If-Else Condition in PySpark DataFrame

If else condition in PySpark - Using When Function

In SQL, we often use case when statements to handle conditional logic. PySpark provides a similar functionality using the `when` function to manage multiple conditions.

In this article, we will cover the following:

when
when otherwise
when with multiple conditions

For example, consider the sample data below:

Sample Data

ID	First Name	Age	Last Name	Gender
101	Ali	29	Khan	Male
102	Priya	35	Kumari	Female
103	Chandan	23	Kumar	Male

from pyspark.sql import SparkSession
from pyspark.sql.functions import col, concat_ws, lit, when

spark = SparkSession.builder \
    .appName("Case When in PySpark with Example") \
    .master("local") \
    .getOrCreate()

data = [
    (101, "Ali", 29, "khan", "Male"),
    (102, "Priya", 35, "kumari", "Female"),
    (103, "Chandan", 23, "kumar", "Male")
]

columns = ["ID", "First Name", "Age", "Last Name", "Gender"]
test_df = spark.createDataFrame(data, columns)

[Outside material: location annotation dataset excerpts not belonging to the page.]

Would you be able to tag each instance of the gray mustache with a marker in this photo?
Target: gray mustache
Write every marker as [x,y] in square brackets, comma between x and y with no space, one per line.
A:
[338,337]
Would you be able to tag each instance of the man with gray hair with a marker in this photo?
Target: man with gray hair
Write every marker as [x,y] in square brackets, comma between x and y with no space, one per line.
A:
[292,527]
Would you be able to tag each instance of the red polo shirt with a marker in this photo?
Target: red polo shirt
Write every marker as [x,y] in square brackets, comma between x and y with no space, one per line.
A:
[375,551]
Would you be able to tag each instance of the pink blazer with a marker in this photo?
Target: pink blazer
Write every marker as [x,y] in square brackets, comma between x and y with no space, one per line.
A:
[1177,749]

transformed_df = test_df.withColumn(
    "full_name",
    when(
col("Gender") == "Male",
concat_ws(" ", lit("Mr."), col("First Name"), col("Last Name"))
    ).when(
col("Gender") == "Female",
concat_ws(" ", lit("Ms."), col("First Name"), col("Last Name"))
    ).otherwise(
concat_ws(" ", lit("Unknown"), col("First Name"), col("Last Name"))
    )
)

transformed_df.show()
spark.stop()

As you can see in the output, an additional column has been added based on the conditional logic applied.